The prefrontal cortex (PFC) subserves many higher cognitive functions, including working memory, and is often impaired as a result of Parkinson's and Alzheimer's Diseases, aging, and traumatic brain injury (TBI). Working memory is the temporary maintenance of information """"""""online"""""""" required for the planning and guiding of behavior, and lies at the core of many higher cognitive functions. Although dopamine signaling in PFC dysfunction has received much attention, the contribution of norepinephrine (NE) is disproportionately under studied. Our recent data indicate that TBI in rodents can cause profound working memory impairments in the absence of overt neuronal loss in the medial PFC (mPFC), which includes the prelimbic/infralimbic (PL/IL) cortices. This working memory deficit is associated with increased activity of the rate-limiting enzyme in NE synthesis, tyrosine hydroxlase, elevated levels of the GABA synthesizing enzyme GAD67, and may involve altered protein kinase A, protein kinase C and/or calcium/calmodulin-dependent protein kinase II activities in the PL/IL. Based on these and other observations, the present proposal will test the overall hypothesis that high levels of NE in the PL/IL cortices is causally related to TBI-associated working memory deficits.

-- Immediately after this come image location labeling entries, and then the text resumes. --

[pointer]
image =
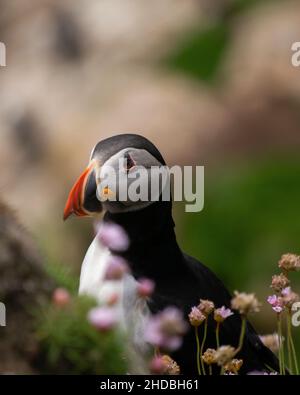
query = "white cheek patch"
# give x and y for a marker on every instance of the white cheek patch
(132, 310)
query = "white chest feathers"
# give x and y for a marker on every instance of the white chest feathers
(131, 309)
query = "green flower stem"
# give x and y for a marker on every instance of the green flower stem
(202, 346)
(289, 335)
(291, 342)
(242, 334)
(217, 334)
(198, 350)
(281, 346)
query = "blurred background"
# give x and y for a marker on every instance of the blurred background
(209, 82)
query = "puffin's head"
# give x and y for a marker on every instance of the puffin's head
(115, 164)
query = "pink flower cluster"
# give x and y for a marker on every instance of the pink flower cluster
(113, 237)
(166, 329)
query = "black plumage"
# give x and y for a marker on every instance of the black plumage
(181, 281)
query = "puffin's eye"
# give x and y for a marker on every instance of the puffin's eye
(129, 162)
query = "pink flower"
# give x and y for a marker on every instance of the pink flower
(61, 297)
(166, 329)
(196, 317)
(286, 291)
(276, 303)
(222, 313)
(157, 365)
(145, 287)
(102, 318)
(113, 237)
(116, 268)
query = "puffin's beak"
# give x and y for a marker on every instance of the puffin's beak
(76, 197)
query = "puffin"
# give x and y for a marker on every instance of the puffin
(180, 280)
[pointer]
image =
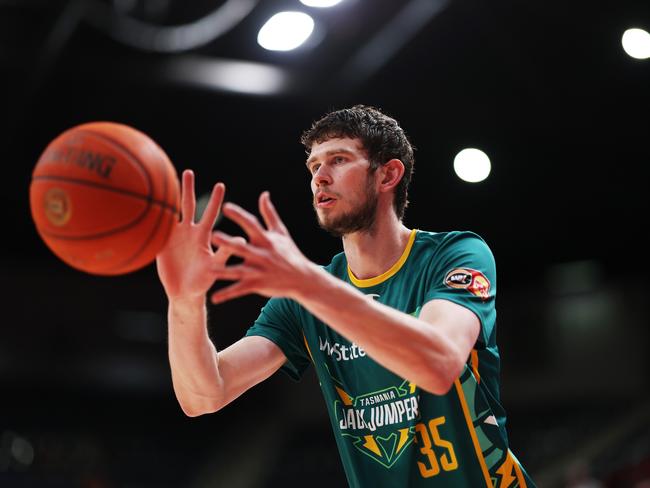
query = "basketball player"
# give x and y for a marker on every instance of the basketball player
(400, 327)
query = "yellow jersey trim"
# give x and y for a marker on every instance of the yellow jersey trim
(472, 433)
(387, 274)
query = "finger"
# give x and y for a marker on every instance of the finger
(236, 272)
(237, 246)
(230, 292)
(188, 203)
(248, 222)
(211, 211)
(270, 215)
(223, 253)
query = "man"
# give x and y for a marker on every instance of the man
(400, 327)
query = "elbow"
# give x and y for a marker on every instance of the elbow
(440, 378)
(196, 408)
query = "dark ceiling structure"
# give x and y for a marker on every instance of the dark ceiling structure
(544, 88)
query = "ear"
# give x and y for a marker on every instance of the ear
(390, 174)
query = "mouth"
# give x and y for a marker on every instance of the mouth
(324, 200)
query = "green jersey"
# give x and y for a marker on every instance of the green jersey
(389, 432)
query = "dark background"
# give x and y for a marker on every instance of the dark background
(544, 88)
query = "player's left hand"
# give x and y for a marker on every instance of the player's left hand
(273, 265)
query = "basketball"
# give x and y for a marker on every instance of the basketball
(104, 197)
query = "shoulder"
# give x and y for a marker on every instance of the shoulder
(450, 242)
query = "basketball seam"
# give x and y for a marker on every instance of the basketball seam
(101, 186)
(153, 230)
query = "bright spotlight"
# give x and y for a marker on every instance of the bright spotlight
(285, 31)
(636, 43)
(472, 165)
(320, 3)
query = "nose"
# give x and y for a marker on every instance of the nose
(321, 177)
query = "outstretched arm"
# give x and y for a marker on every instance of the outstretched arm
(429, 351)
(204, 380)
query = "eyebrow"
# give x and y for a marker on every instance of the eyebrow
(330, 153)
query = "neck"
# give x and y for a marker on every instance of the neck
(372, 252)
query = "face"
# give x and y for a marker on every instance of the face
(345, 199)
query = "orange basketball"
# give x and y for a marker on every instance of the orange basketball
(104, 197)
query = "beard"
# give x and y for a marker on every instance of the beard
(359, 219)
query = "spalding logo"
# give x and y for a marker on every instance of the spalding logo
(469, 279)
(57, 206)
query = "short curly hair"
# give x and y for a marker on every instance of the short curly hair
(381, 136)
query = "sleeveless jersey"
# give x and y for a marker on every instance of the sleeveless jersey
(389, 432)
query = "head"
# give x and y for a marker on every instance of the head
(381, 138)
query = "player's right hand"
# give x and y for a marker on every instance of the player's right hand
(187, 262)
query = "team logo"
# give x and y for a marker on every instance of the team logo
(469, 279)
(57, 206)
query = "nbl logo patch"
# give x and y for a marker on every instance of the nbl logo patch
(469, 279)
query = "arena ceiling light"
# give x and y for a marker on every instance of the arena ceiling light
(320, 3)
(285, 31)
(472, 165)
(636, 43)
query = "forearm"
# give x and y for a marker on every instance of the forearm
(193, 357)
(406, 345)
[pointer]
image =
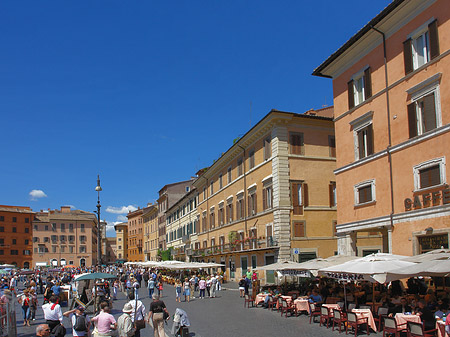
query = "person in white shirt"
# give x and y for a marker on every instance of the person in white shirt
(73, 316)
(125, 326)
(52, 313)
(138, 313)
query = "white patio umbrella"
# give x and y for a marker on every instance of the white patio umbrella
(282, 265)
(371, 268)
(436, 254)
(314, 265)
(436, 268)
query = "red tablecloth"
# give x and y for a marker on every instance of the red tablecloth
(302, 305)
(284, 297)
(366, 313)
(260, 298)
(440, 325)
(331, 306)
(402, 318)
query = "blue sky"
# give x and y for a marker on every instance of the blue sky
(145, 93)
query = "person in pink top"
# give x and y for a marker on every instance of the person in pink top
(202, 287)
(104, 321)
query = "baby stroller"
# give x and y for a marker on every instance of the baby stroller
(180, 324)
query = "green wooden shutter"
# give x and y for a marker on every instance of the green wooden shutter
(429, 112)
(434, 39)
(412, 120)
(351, 97)
(367, 83)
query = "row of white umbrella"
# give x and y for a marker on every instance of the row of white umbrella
(379, 267)
(177, 265)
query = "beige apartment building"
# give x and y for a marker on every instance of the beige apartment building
(181, 226)
(121, 241)
(270, 196)
(63, 237)
(150, 218)
(135, 236)
(169, 195)
(110, 254)
(16, 235)
(392, 119)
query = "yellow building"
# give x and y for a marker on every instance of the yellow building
(271, 195)
(150, 218)
(122, 241)
(135, 236)
(181, 225)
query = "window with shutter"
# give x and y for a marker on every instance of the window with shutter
(364, 141)
(299, 229)
(267, 149)
(365, 192)
(297, 143)
(430, 176)
(359, 88)
(421, 47)
(332, 146)
(267, 197)
(423, 115)
(251, 159)
(332, 194)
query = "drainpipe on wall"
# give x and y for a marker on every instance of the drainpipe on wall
(391, 181)
(207, 212)
(245, 192)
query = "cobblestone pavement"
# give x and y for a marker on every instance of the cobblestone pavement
(223, 316)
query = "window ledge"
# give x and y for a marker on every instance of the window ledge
(369, 203)
(431, 188)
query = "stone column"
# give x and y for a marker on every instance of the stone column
(281, 191)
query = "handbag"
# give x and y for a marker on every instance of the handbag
(140, 323)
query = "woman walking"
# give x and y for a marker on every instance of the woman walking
(187, 290)
(156, 314)
(25, 302)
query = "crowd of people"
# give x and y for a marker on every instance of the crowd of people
(417, 298)
(54, 286)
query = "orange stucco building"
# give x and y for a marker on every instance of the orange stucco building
(16, 235)
(392, 123)
(269, 197)
(135, 228)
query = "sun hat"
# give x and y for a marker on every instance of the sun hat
(127, 308)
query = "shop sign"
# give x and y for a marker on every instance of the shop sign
(345, 276)
(430, 199)
(431, 242)
(291, 272)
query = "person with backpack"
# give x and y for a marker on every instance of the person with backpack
(125, 326)
(25, 302)
(80, 321)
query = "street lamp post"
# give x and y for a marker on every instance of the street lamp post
(98, 188)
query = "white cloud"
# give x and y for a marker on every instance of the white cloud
(121, 210)
(122, 218)
(36, 194)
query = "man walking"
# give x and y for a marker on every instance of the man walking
(125, 326)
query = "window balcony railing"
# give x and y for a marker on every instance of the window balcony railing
(237, 246)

Consequently, post-injury modulation of adrenergic receptor-mediated signaling will alleviate these deficits. The proposal has three specific aims to test the veracity of the hypothesis.
Aim 1 : To examine if the biosynthesis of NE in the PL/IL cortices is increased following TBI and to assess its role in working memory deficits.
Aim 2 : To determine if TBI alters adrenergic receptor levels in the PL/IL and to assess the contribution of adrenergic receptors to working memory deficits and GABA synthesis.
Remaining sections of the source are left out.